Friday, March 6, 2020

Ever More People in Kazakhstan Choosing a Different Religion than Their ‘Ethnic’ One, Polls Show


Paul Goble

            Staunton, March 1 – “Approximately every tenth resident of Kazakhstan is changing is religious convictions and about two percent have shifted from one confession to another,” Zulfiya Raisova says, citing a major study conducted three years ago and experts and religious leaders more recently (cabar.asia/ru/kak-kazahstantsy-menyayut-svoi-religioznye-ubezhdeniya/).

            In 2017, the Nur-Sultan journalist reports, the education ministry released a 431-page report, Religious Conversions in Post-Secular Society (in Russian, Alma-Ata, 2017, available at /iph.kz/doc/ru/1249.pdf) which was based on a survey of 2500 citizens in 14 oblasts of that Central Asian country.

            It found, Raisova says, that “approximately 12.5 percent of Kazakhstan residents” are examining a possible change in religious affiliation” and that nearly two percent have already made the change.  She says that this trend is continuing in most of the country but not in the West where any shift from Islam to Christianity or the reverse is a rarity.

            Aleksandr Antippin, a specialist on religion at the Nur-Sultan Center for Research on Problems of Religion, stresses that such regional variations are the rule. “In western regions, conversions from Muslims to Christians, that is, the transition from one worldview to another is an extremely rare phenomenon.”

            “In other regions, however, “from ten to 60 percent of the members of Protestant communities are neophyte Kazakhs,” and both Muslims and Christians accept some new faiths regardless of their parents’ affiliations.

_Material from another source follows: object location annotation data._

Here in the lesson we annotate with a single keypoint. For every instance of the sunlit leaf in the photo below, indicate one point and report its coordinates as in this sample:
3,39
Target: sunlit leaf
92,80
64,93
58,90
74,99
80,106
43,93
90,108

Their children are more likely to follow their parents than their grandparents, making such shifts irreversible in the short term.

            Father Viktor Drozhnikov, a priest at the Russian Orthodox Uspensky Cathedral in Nur-Sultan, says that it is no longer the case that Russians always remain Orthodox or Kazakhs Muslims. “In my services, I periodically encounter people who are not Slavs who are interested in Christianity.”

            According to the 2017 poll, 47 to 63.7 percent of Kazakhstan residents follow the religious preferences of their families and friends. Those who don’t are most often influenced by studying publications or online resources or, in the case of women in particular, by marriage to a member of another faith.

            Imam Yakhiya-haji Ismailov says that when such women come to him in order to convert, he asks them to take their time and stresses that Islam allows its followers to marry people from other faiths and for those they do marry to keep their original religious affiliation. There must not be any rush or force in such situations.